Simple Codebook Meeting
February 16, 2015

Present: Dan Gillman, Larry Hoyle, Steve McEachern, Mary Vardigan

Completeness of cross walk between 2 and 3

It is essentially one-way from 2 to 3. Codebook doesn't have the reusability that Lifecycle does. This is the same issue as between SPSS and Stata/SAS. We should look at the mapping.

Content and functionality of Simple Codebook

We want to make sure that Simple Codebook lets us write or ingest 2.x fairly seamlessly. Are the same kinds of element names available in 3? The names change even at the highest level.

Many miss the Tag Library as it was so simple. This kind of resource would be useful along with a mapping. However, Wendy advises that we don't have to worry about 2 since the mapping is there.

Even 2 has a lot of content. Are we still talking about a simple codebook as opposed to a complex codebook? Simple should allow you to take information from a major statistical package and move to another without losing any information (this is our definition of simple) . In terms of question, that should be included as should sampling and universe. We should review DDI Lite and DDI Core, which have not been updated to the most recent versions of Codebook and Lifecycle. This may enable us to have a framework for content. We will deal with functionality later.

We make the assumption that we have the instrument information and the data description information from those two views. What else do we need? Context information or study level – Universe, sampling, design, bibliographic information. Citation, Study information, which is discovery related, methodology, and access. Does access below?

What do you need to know to use the data? You need the variable information. Question order and the way questions are asked may be important.

There is a tension between being very simple and following best practice for good documentation. Can we add pointers to relevant information? The simple/complex distinction is levels of detail.

For secondary users, we need enough information for a researcher to be able to understand and evaluate the quality of a dataset without reference back to the original data producer and to pull it into a statistical package.

Take common set of CESSDA, ICPSR, and IHSN mandatory schemas, and figure out what is the superset?

Necessary: variables and questions and layout; universe or population; level of geography (basically coverage); sampling; or weights (and point to thorough description of sampling)

Distinction between simple and complex for data description is between simple rectangular file and other data types; this applies to codebook in some ways as well. Is there a cascading effect if we limit ourselves to simple rectangular files, we limit ourselves (we should describe hierarchical files as well like CPS).

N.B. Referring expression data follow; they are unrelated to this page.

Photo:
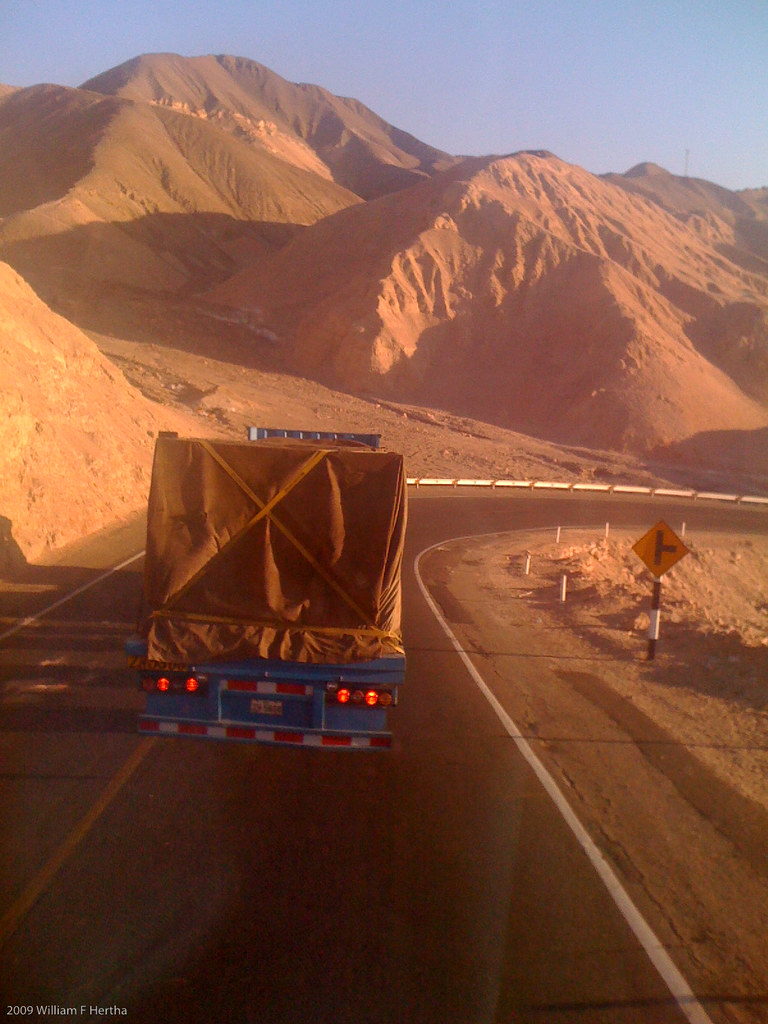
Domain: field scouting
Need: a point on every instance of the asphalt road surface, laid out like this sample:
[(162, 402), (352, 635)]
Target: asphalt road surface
[(180, 880)]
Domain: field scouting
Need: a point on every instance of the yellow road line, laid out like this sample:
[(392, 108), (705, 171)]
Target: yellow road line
[(11, 920)]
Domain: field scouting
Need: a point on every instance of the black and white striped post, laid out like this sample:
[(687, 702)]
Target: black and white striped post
[(655, 619), (659, 549)]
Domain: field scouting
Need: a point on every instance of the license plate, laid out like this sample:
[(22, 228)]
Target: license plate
[(266, 707)]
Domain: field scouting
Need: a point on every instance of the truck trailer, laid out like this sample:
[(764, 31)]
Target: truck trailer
[(272, 590)]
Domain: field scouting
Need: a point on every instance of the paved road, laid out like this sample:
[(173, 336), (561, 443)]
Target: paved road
[(186, 881)]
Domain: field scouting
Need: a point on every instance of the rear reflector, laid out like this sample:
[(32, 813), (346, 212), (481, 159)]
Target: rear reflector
[(167, 727)]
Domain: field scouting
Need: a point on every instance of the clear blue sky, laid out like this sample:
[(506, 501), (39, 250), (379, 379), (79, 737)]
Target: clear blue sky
[(602, 83)]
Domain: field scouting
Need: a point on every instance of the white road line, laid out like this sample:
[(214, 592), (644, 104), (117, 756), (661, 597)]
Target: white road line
[(68, 597), (678, 986)]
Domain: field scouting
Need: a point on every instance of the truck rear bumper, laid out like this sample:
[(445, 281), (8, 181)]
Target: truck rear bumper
[(256, 734)]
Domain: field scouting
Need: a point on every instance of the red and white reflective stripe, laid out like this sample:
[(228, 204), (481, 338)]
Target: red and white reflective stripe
[(262, 735), (254, 686)]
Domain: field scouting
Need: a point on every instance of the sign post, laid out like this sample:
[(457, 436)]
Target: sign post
[(659, 549)]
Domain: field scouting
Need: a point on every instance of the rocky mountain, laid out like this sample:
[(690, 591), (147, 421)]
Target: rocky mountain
[(205, 211), (535, 295), (76, 439), (303, 124), (100, 190)]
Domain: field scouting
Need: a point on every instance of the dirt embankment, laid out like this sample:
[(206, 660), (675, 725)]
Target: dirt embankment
[(665, 762)]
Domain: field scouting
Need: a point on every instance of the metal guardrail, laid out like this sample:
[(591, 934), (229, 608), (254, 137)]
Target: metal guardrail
[(611, 488)]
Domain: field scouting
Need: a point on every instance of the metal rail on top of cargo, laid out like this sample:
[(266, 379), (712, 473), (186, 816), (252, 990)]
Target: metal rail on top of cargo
[(262, 433)]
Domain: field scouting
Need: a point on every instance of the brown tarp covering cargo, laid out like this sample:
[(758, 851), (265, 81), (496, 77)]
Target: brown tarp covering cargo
[(287, 550)]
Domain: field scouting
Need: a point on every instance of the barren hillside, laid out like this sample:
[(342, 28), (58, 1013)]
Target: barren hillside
[(215, 229), (101, 190), (534, 294), (76, 439), (303, 124)]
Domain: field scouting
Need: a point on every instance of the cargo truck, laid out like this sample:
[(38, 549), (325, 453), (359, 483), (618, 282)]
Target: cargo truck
[(271, 590)]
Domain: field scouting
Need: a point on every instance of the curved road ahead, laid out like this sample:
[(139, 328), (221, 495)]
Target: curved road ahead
[(190, 881)]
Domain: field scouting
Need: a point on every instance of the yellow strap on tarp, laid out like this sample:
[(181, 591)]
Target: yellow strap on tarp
[(394, 638), (265, 510)]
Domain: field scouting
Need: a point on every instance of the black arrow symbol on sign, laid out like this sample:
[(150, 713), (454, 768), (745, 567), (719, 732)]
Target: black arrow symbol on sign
[(662, 548)]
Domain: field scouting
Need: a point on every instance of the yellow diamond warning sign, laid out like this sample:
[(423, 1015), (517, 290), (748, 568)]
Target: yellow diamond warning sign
[(659, 549)]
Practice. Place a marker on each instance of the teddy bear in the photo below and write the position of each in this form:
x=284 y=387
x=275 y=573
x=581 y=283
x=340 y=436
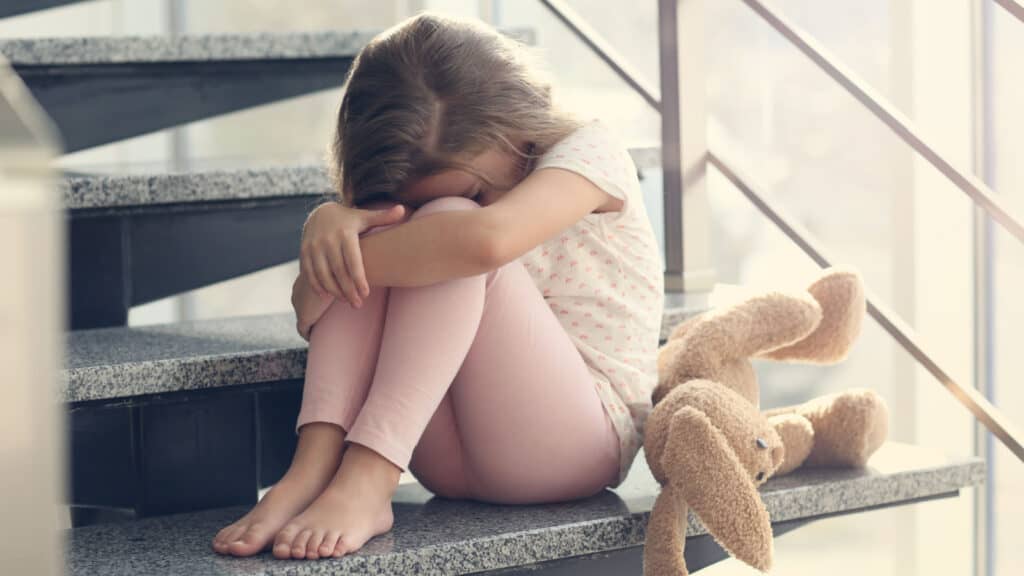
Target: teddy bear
x=710 y=446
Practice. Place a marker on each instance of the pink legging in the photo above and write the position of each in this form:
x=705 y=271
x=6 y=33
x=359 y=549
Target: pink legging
x=470 y=383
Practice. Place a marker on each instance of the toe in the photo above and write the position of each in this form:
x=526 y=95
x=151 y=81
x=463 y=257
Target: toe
x=283 y=542
x=249 y=541
x=330 y=541
x=225 y=536
x=312 y=546
x=299 y=544
x=342 y=547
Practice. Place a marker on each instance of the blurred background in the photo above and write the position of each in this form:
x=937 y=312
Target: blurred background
x=842 y=173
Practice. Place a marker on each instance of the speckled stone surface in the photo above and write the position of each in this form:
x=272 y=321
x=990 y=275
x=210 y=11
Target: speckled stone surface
x=437 y=536
x=113 y=363
x=124 y=49
x=82 y=192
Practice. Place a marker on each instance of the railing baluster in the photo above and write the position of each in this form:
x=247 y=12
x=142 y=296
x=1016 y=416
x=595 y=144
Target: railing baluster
x=971 y=186
x=983 y=410
x=1013 y=7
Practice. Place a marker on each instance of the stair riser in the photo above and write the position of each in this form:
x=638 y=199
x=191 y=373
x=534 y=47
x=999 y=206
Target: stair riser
x=97 y=105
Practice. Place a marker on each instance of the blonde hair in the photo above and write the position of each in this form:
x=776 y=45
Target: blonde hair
x=432 y=88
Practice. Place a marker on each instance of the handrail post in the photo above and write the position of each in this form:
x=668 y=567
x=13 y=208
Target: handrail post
x=684 y=146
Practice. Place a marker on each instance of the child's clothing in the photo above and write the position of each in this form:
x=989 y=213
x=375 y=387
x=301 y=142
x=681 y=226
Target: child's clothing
x=484 y=386
x=476 y=374
x=603 y=278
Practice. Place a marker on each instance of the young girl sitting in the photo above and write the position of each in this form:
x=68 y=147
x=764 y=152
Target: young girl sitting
x=507 y=352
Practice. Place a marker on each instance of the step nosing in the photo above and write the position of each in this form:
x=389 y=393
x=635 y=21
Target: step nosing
x=466 y=537
x=209 y=48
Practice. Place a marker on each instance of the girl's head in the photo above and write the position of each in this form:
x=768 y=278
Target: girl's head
x=440 y=107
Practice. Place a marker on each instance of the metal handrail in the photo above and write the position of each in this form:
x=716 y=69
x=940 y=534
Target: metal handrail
x=884 y=111
x=1013 y=7
x=983 y=410
x=605 y=51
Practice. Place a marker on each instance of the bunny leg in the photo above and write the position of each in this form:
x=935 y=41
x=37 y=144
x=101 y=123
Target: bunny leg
x=849 y=426
x=666 y=538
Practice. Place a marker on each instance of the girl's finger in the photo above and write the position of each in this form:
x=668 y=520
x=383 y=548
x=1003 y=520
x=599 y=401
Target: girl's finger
x=325 y=275
x=341 y=273
x=353 y=257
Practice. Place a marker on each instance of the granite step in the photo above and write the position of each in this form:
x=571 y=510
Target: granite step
x=119 y=363
x=603 y=534
x=137 y=234
x=102 y=89
x=98 y=192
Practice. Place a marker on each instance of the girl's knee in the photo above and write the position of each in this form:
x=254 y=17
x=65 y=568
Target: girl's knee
x=444 y=204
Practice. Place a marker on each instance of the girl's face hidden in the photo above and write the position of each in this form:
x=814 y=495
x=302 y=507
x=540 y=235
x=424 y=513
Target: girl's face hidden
x=502 y=167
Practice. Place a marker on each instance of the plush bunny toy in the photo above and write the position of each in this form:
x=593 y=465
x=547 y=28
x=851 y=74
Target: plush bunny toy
x=709 y=445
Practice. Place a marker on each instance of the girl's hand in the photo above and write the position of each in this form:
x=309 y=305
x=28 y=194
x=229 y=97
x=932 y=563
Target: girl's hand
x=330 y=256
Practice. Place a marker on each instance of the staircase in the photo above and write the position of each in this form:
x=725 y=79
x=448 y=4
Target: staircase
x=175 y=427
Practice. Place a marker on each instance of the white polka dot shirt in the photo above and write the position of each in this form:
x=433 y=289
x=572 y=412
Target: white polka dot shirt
x=603 y=278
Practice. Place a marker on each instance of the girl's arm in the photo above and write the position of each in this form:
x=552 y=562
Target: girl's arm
x=460 y=243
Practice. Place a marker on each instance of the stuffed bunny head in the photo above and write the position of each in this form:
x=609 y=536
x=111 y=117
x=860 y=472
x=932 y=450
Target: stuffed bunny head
x=706 y=441
x=710 y=448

If we are describing the files themselves, you can describe qualitative files as objects with the existing DDI. You can have hierarchical in CSV with a record type field but historically we have had files with physical representations of the data.

For a simple codebook, the simple representation needs to be limited to unicode or something like that.

Homework: review DDI Core: http://www.ddialliance.org/sites/default/files/ddi3/DDI3_CR3_Core.xml and DDI Lite: http://www.ddialliance.org/sites/default/files/ddi-lite.html

And think about what limitations we want to put on format to keep the idea of simple codebook but keep it rich enough so we are covering enough situations.